Атлас приблизился к запыленному окошку и увидел, что на толстом яблоневом суку висит привязанный за задние ноги козленок, из надрезанной шеи капает кровь в медное блюдо, козленок жалобно блеет и дергается, а рядом похаживает еврей в кожаном фартуке и в камилавке, с большими волосатыми руками, обнаженными по локоть.
— Это кто? — спросил Карапетян.
— Мясник, — шепотом же ответил ему Атлас. — По-еврейски шойхет, то есть резник. Это ритуал такой — медленное испускание крови из жертвы. Лучшие куски он заберет себе, часть отдаст раввину, остальное запечется в горшках и будет съедено членами общины. Кагала по-нашему.
— А правда, что они и людей приносят в жертву?
— Раньше приносили. Были такие случаи до революции: фанаты. Секта такая — хасиды. Почти что фашисты.
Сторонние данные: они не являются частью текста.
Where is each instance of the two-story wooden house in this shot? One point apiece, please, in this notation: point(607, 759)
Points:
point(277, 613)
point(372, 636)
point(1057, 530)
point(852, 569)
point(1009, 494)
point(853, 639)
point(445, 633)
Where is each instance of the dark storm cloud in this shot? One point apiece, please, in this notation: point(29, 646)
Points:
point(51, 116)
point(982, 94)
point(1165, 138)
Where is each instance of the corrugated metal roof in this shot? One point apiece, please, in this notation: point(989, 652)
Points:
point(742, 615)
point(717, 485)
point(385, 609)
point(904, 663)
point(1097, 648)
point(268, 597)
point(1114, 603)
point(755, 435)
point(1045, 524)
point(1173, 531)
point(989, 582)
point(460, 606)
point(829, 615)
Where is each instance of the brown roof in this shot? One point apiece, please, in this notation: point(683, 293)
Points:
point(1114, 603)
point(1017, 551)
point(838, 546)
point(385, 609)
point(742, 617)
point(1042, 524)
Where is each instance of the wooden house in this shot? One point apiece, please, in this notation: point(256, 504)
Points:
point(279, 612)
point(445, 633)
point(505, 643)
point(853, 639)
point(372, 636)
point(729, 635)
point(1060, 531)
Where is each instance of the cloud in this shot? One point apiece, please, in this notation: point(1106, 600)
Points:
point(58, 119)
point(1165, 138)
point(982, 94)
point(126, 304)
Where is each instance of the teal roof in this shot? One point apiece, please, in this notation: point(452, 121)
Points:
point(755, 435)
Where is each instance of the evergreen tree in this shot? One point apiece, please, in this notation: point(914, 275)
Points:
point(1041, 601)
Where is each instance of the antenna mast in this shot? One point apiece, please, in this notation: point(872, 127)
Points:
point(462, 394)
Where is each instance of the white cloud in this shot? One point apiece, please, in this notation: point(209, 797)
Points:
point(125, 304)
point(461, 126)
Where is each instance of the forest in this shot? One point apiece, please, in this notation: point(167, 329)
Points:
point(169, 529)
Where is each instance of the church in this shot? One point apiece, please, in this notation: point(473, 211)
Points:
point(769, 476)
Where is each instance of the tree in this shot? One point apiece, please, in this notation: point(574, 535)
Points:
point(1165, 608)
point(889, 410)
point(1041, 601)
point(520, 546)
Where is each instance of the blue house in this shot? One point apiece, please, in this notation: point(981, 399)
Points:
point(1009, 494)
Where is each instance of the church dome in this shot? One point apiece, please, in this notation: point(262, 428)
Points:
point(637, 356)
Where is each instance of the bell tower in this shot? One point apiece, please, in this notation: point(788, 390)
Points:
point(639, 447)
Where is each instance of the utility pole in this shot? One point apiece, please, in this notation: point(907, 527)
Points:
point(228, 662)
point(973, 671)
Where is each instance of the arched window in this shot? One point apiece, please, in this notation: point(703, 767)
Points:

— У нас говорили, — согласно кивнул курчавой головой Карапетян, не уточняя, кто говорил и по какому поводу, — но я не верил. Думал: антисоветская пропаганда. А оно вон что…
Перцельник пришел в половине седьмого, был зол и во все тяжкие ругал милицию, называл милиционеров ослами и ослиным пометом, поминал недобрым словом и самого Атласа.
— Воистину, говорит господь, боже наш, царь вселенной, — отчетливо доносился сверху негодующий голос раввина, — что еврей, предавший трижды еврея или его деньги, должен быть сжит со света или убит во всяком месте, где встретится. А если нельзя его убить, то пусть будет он опутан со всех сторон разными путами, которые и сживут его со света. Да падет проклятье на дом его, на жену его, на плод их, на плод плода их до полного исчезновения.